We must purchase electricity to meet customer demand during periods of high
usage and to replace energy repurchased by Hydro Quebec under the 9701
arrangement negotiated in 1997. Our costs to serve demand during periods of
warmer than normal temperatures in summer months and to replace such energy
repurchases by Hydro Quebec rose substantially after the wholesale power markets
became deregulated in 1999, which caused much greater volatility in spot prices
for electricity. The cost of securing future power supplies had also risen
substantially in tandem with higher summer power supply costs. The Company
cannot predict the extent to which future prices will trade above historical
levels of cost. If the markets continue to experience the volatility evident
since 1999, or the Company's power resources are unavailable during periods of
high market prices, our earnings and cash flow could be adversely impacted by a
material amount.
POWER CONTRACT COMMITMENTS- On February 11, 1999, we entered into a contract
with MS as a result of our power requirements solicitation in 1998. A master
power purchase and sales agreement ("PPSA") between the Company and MS defines
the general contract terms under which the parties may transact. Sales under
the PPSA commenced on February 12, 1999 and will terminate after all obligations
under each transaction entered into by MS and the Company have been fulfilled.

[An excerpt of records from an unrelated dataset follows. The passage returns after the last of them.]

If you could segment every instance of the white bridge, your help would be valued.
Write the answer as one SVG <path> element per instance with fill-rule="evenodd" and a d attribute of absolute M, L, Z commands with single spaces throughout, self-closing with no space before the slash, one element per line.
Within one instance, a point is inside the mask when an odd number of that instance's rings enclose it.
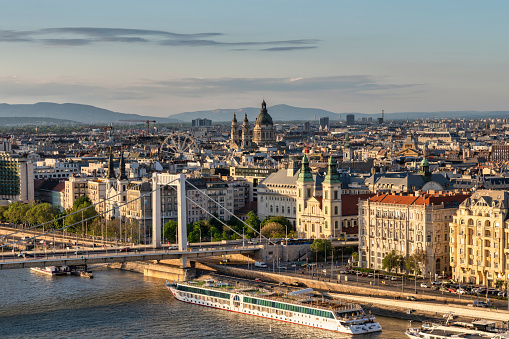
<path fill-rule="evenodd" d="M 177 249 L 170 250 L 167 246 L 161 243 L 161 188 L 174 187 L 177 190 L 177 205 L 178 205 L 178 228 L 177 228 Z M 219 203 L 209 196 L 204 194 L 208 199 L 214 203 Z M 262 248 L 262 245 L 244 246 L 238 244 L 206 244 L 204 247 L 190 247 L 187 242 L 187 211 L 186 211 L 186 177 L 184 174 L 164 174 L 154 173 L 152 176 L 152 246 L 150 248 L 138 247 L 130 249 L 129 252 L 123 252 L 121 248 L 109 248 L 105 250 L 96 249 L 92 251 L 78 252 L 37 252 L 34 251 L 33 258 L 19 258 L 14 255 L 8 254 L 9 252 L 2 252 L 2 261 L 0 262 L 0 269 L 12 268 L 27 268 L 27 267 L 45 267 L 45 266 L 62 266 L 62 265 L 83 265 L 83 264 L 97 264 L 97 263 L 113 263 L 113 262 L 127 262 L 127 261 L 145 261 L 145 260 L 164 260 L 164 259 L 181 259 L 181 268 L 187 267 L 188 258 L 200 258 L 208 256 L 221 256 L 226 254 L 253 254 L 255 251 Z M 137 198 L 139 199 L 139 198 Z M 194 201 L 190 200 L 192 203 Z M 127 201 L 125 204 L 130 203 Z M 223 207 L 224 208 L 224 207 Z M 225 209 L 226 210 L 226 209 Z M 228 210 L 226 210 L 228 211 Z M 78 211 L 81 212 L 81 211 Z M 103 214 L 109 211 L 104 212 Z M 208 212 L 207 212 L 208 213 Z M 210 213 L 209 213 L 210 214 Z M 212 217 L 215 218 L 212 214 Z M 240 219 L 239 219 L 240 220 Z M 53 222 L 53 221 L 51 221 Z M 221 221 L 222 222 L 222 221 Z M 228 225 L 223 225 L 229 227 Z M 40 227 L 37 225 L 32 227 Z M 69 225 L 66 227 L 70 227 Z M 249 225 L 248 225 L 249 226 Z M 66 228 L 64 227 L 64 229 Z M 249 226 L 250 227 L 250 226 Z M 59 230 L 62 230 L 59 229 Z M 13 233 L 4 236 L 11 236 L 22 231 L 13 231 Z M 47 236 L 53 231 L 48 231 L 39 235 L 35 235 L 32 239 L 40 236 Z M 259 233 L 258 230 L 255 230 Z M 16 243 L 16 242 L 14 242 Z M 6 245 L 2 245 L 5 247 Z"/>

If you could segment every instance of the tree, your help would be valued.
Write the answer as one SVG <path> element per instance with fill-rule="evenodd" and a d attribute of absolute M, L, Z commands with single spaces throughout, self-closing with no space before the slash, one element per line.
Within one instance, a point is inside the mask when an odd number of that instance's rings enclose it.
<path fill-rule="evenodd" d="M 270 222 L 262 227 L 262 235 L 267 238 L 284 237 L 285 227 L 277 222 Z"/>
<path fill-rule="evenodd" d="M 34 204 L 27 212 L 27 221 L 31 225 L 44 224 L 55 219 L 59 212 L 57 208 L 48 203 Z M 45 225 L 46 228 L 53 226 L 53 223 Z"/>
<path fill-rule="evenodd" d="M 164 224 L 164 237 L 168 239 L 169 242 L 177 242 L 176 236 L 178 225 L 179 223 L 175 220 L 170 220 Z"/>
<path fill-rule="evenodd" d="M 392 250 L 382 259 L 382 268 L 387 269 L 389 272 L 395 268 L 401 267 L 404 263 L 404 258 L 399 255 L 395 250 Z"/>
<path fill-rule="evenodd" d="M 315 239 L 311 244 L 311 259 L 318 258 L 323 260 L 325 256 L 329 256 L 332 253 L 332 244 L 329 239 Z"/>
<path fill-rule="evenodd" d="M 82 209 L 84 210 L 80 211 Z M 64 225 L 70 226 L 69 229 L 71 231 L 72 230 L 76 231 L 81 227 L 80 223 L 83 222 L 83 220 L 93 218 L 96 215 L 97 211 L 95 210 L 94 207 L 92 207 L 92 202 L 90 201 L 90 199 L 86 196 L 83 196 L 74 201 L 72 209 L 69 211 L 67 217 L 65 217 L 64 219 Z"/>
<path fill-rule="evenodd" d="M 247 214 L 247 220 L 246 220 L 246 224 L 248 224 L 249 226 L 251 226 L 252 228 L 254 228 L 255 230 L 257 231 L 260 231 L 260 218 L 258 218 L 258 216 L 253 212 L 253 211 L 250 211 L 248 214 Z M 251 227 L 245 227 L 244 230 L 245 230 L 245 234 L 246 236 L 250 237 L 250 238 L 253 238 L 256 236 L 256 233 L 253 231 L 253 229 Z"/>
<path fill-rule="evenodd" d="M 24 204 L 20 202 L 15 202 L 9 205 L 9 208 L 4 213 L 7 221 L 13 224 L 26 223 L 27 221 L 27 212 L 30 210 L 31 206 L 29 204 Z"/>
<path fill-rule="evenodd" d="M 426 256 L 426 252 L 423 250 L 414 251 L 412 255 L 405 260 L 407 270 L 415 273 L 415 275 L 422 274 L 427 263 L 428 257 Z"/>
<path fill-rule="evenodd" d="M 270 222 L 277 222 L 278 224 L 283 225 L 285 228 L 288 227 L 288 231 L 293 230 L 293 225 L 290 222 L 290 220 L 286 219 L 285 217 L 281 215 L 276 215 L 272 217 L 267 217 L 262 222 L 262 227 L 267 225 Z"/>
<path fill-rule="evenodd" d="M 0 220 L 1 221 L 7 220 L 5 213 L 7 212 L 8 209 L 9 209 L 9 206 L 0 206 Z"/>

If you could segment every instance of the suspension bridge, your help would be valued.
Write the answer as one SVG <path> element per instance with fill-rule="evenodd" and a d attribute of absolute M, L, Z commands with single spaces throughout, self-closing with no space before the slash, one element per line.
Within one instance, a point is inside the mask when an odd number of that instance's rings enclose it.
<path fill-rule="evenodd" d="M 45 226 L 46 224 L 53 224 L 55 221 L 61 220 L 63 217 L 57 218 L 55 220 L 46 222 L 44 224 L 39 224 L 32 226 L 28 229 L 16 230 L 12 233 L 5 234 L 1 236 L 1 239 L 4 241 L 4 244 L 1 245 L 2 248 L 2 260 L 0 262 L 0 269 L 16 269 L 16 268 L 28 268 L 28 267 L 45 267 L 45 266 L 69 266 L 69 265 L 84 265 L 84 264 L 97 264 L 97 263 L 114 263 L 114 262 L 128 262 L 128 261 L 148 261 L 148 260 L 166 260 L 166 259 L 179 259 L 180 267 L 182 269 L 186 269 L 187 260 L 195 259 L 195 258 L 203 258 L 210 256 L 222 256 L 222 255 L 230 255 L 230 254 L 244 254 L 244 255 L 253 255 L 256 251 L 263 248 L 263 245 L 245 245 L 244 242 L 242 244 L 239 243 L 231 243 L 231 244 L 213 244 L 213 243 L 205 243 L 204 246 L 197 245 L 189 245 L 187 241 L 187 201 L 194 204 L 198 208 L 202 209 L 206 214 L 208 214 L 211 218 L 216 219 L 223 226 L 229 228 L 234 233 L 236 233 L 241 238 L 242 234 L 239 234 L 237 231 L 232 229 L 229 225 L 227 225 L 224 221 L 217 218 L 215 215 L 210 213 L 208 210 L 204 209 L 198 203 L 196 203 L 191 197 L 186 195 L 186 183 L 191 185 L 194 189 L 198 190 L 200 194 L 202 194 L 206 199 L 209 199 L 212 203 L 216 204 L 218 207 L 222 208 L 227 214 L 230 214 L 232 218 L 237 218 L 240 222 L 242 222 L 246 227 L 251 228 L 255 234 L 258 234 L 260 238 L 263 238 L 270 243 L 270 240 L 265 238 L 260 234 L 259 230 L 253 229 L 250 225 L 246 224 L 244 221 L 239 219 L 233 213 L 231 213 L 228 209 L 224 208 L 224 206 L 220 205 L 216 200 L 209 197 L 205 192 L 198 189 L 191 182 L 186 180 L 184 174 L 165 174 L 165 173 L 154 173 L 152 176 L 152 190 L 151 192 L 145 193 L 138 198 L 123 202 L 121 206 L 114 206 L 111 209 L 105 210 L 104 212 L 91 217 L 89 219 L 85 219 L 83 221 L 89 221 L 93 218 L 100 217 L 102 215 L 107 215 L 107 213 L 120 209 L 120 207 L 127 205 L 133 201 L 139 200 L 149 194 L 152 195 L 152 244 L 150 246 L 135 246 L 132 248 L 126 248 L 125 245 L 122 246 L 113 246 L 107 247 L 94 247 L 91 250 L 84 251 L 30 251 L 25 257 L 19 257 L 10 252 L 4 252 L 4 248 L 7 246 L 13 246 L 21 243 L 26 240 L 17 240 L 16 236 L 22 234 L 27 231 L 32 231 L 38 228 Z M 161 239 L 161 190 L 163 187 L 171 187 L 177 191 L 177 206 L 178 206 L 178 227 L 177 227 L 177 246 L 170 247 L 162 244 Z M 119 193 L 120 194 L 120 193 Z M 118 195 L 118 194 L 117 194 Z M 113 199 L 115 195 L 108 198 Z M 100 202 L 103 203 L 103 202 Z M 97 203 L 99 204 L 99 203 Z M 93 208 L 95 205 L 88 206 L 87 208 Z M 82 213 L 84 210 L 79 210 L 74 213 Z M 49 230 L 47 232 L 35 232 L 33 236 L 29 238 L 31 241 L 37 241 L 38 239 L 45 239 L 47 237 L 51 237 L 56 232 L 62 232 L 67 230 L 70 227 L 73 227 L 77 224 L 83 223 L 83 221 L 79 221 L 72 225 L 63 226 L 58 229 Z M 9 238 L 12 238 L 12 241 L 8 241 Z M 7 242 L 6 242 L 7 240 Z M 118 240 L 115 241 L 118 243 Z"/>

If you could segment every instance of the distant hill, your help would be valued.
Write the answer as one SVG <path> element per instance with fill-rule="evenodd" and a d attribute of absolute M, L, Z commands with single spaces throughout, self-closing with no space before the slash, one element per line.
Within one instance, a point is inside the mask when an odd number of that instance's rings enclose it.
<path fill-rule="evenodd" d="M 334 113 L 319 108 L 302 108 L 289 105 L 275 105 L 267 108 L 268 113 L 274 121 L 312 121 L 320 117 L 329 117 L 331 120 L 338 120 L 340 113 Z M 237 114 L 239 124 L 244 119 L 244 112 L 250 122 L 254 122 L 256 116 L 260 113 L 260 108 L 244 107 L 237 109 L 216 109 L 208 111 L 185 112 L 171 115 L 170 118 L 190 122 L 196 118 L 207 118 L 213 122 L 228 122 L 233 119 L 233 113 Z M 381 113 L 341 113 L 341 120 L 346 120 L 347 114 L 354 114 L 355 120 L 360 118 L 380 118 Z M 385 120 L 410 120 L 421 118 L 508 118 L 509 111 L 438 111 L 438 112 L 396 112 L 385 113 Z"/>
<path fill-rule="evenodd" d="M 81 104 L 0 104 L 0 118 L 46 118 L 75 121 L 84 124 L 117 123 L 119 120 L 155 120 L 159 123 L 181 122 L 174 118 L 161 118 L 113 112 L 107 109 Z M 20 122 L 23 119 L 20 120 Z M 35 123 L 34 123 L 35 124 Z"/>
<path fill-rule="evenodd" d="M 190 122 L 196 118 L 207 118 L 213 122 L 231 121 L 233 119 L 233 113 L 237 114 L 237 120 L 242 123 L 244 119 L 244 112 L 247 113 L 249 121 L 254 122 L 256 116 L 260 114 L 260 107 L 244 107 L 237 109 L 216 109 L 211 111 L 196 111 L 196 112 L 185 112 L 170 115 L 170 118 L 180 119 L 186 122 Z M 291 120 L 313 120 L 320 117 L 330 117 L 331 119 L 339 119 L 337 113 L 332 113 L 319 108 L 301 108 L 293 107 L 288 105 L 274 105 L 267 107 L 267 112 L 275 121 L 291 121 Z"/>

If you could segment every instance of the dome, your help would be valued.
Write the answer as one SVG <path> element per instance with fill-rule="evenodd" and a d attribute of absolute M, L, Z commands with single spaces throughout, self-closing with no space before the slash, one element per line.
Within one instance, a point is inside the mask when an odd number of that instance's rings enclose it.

The PPSA was filed with the Federal Energy Regulatory Commission ("FERC") and
the VPSB was notified as well. In August 2002, the PPSA was modified and
extended to December 31, 2006.
The PPSA provides us with a means of managing price risks associated with
changing fossil fuel prices. On a daily basis, and at MS's discretion, we sell
power to MS from either (i) all or part of our portfolio of power resources at
predefined operating and pricing parameters or (ii) any power resources
available to us, provided that sales of power from sources other than
Company-owned generation comply with the predefined operating and pricing
parameters. MS then sells to us, at a predefined price, power sufficient to
serve pre-established load requirements. MS is also responsible for scheduling
supply resources. We remain responsible for resource performance and
availability. MS provides no coverage against major unscheduled outages. The
Company and MS have agreed to the protocols that are used to schedule power
sales and purchases and to secure necessary transmission. We anticipate that
arrangements we make to manage power supply risks will be on average more costly
than the expected cost of fuel during the periods being hedged because these
arrangements typically incorporate a risk premium.
The Company's current purchases pursuant to the contract with Hydro
Quebec entered into December 4, 1987 (the "1987 Contract") are as follows: (1)
Schedule B -- 68 megawatts of firm capacity and associated energy to be
delivered at the Highgate interconnection for twenty years beginning in
September 1995; and (2) Schedule C3 -- 46 megawatts of firm capacity and
associated energy to be delivered at interconnections to be determined at any
time for 20 years, which began in November 1995.